Transgender influencer Dylan Mulvaney says Bud Light didn’t support her during the backlash

Transgender influencer Dylan Mulvaney says she felt let down by Bud Light after experiencing “more harassment and transphobia than I could have ever imagined” over her partnership with the beer giant.
In a video Posted on Instagram and TikTok on Thursday, she said she was “waiting for the brand to contact me. But they never did.” She said she should have spoken out sooner but was scared and hoped things would get better – but it didn’t.
“For months I’ve been afraid to leave my house,” Mulvaney said. “I’ve been ridiculed in public. I’ve been followed and I’ve felt a loneliness I wouldn’t wish on anyone.”
Shortly after Mulvaney busted open a Bud Light in an Instagram video on April 1, an outpouring of criticism and hatred erupted as part of a social media promotion for the beer. She showed off a can with her face on it that Bud Light had sent her – one of the many business freebies she receives and shares with her millions of followers.
Conservative figures and others called for a boycott of Bud Light, while Mulvaney’s supporters criticized the brand for not doing enough to support it.
Bud Light’s hiring of trans influencer Dylan Mulvaney drew conservative backlash, but the company’s handling of those backlash led to even more criticism from the LGBT community.
In the weeks and months that followed, two marketing executives from parent company Anheuser-Busch InBev took a leave of absence, Bud Light lost its decades-long position as America’s best-selling beer, and the Human Rights Campaign, the nation’s largest LGBTQ rights advocacy group, suspended its equality and inclusion rating for the brewing giant.

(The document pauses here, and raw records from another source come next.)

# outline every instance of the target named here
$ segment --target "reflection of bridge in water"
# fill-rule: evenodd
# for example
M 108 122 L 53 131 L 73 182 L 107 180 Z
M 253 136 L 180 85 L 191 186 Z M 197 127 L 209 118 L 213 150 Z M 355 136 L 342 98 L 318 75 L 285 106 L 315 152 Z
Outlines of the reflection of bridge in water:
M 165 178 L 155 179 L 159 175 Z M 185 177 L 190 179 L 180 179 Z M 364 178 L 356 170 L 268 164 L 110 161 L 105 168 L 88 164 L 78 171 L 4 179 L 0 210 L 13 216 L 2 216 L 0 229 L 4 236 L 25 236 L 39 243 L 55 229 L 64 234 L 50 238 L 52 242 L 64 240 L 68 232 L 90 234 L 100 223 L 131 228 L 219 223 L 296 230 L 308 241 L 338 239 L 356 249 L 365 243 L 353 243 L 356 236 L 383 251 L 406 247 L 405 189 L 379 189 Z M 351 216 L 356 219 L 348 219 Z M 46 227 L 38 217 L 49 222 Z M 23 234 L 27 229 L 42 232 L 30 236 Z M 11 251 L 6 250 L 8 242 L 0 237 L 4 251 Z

“If a company hires a trans person and then doesn’t publicly assist them, in my opinion it’s worse than not hiring a trans person at all — because it gives customers permission to be as transphobic and hateful as they want,” Mulvaney said . , without mentioning Bud Light.
Belgium-based ABInBev did not immediately respond to emails asking for comment on Friday.
In a statement issued April 14, Anheuser-Busch CEO Brendan Whitworth said the company had “never intended to be part of a discussion that divides people. Our job is to bring people together while enjoying a beer.”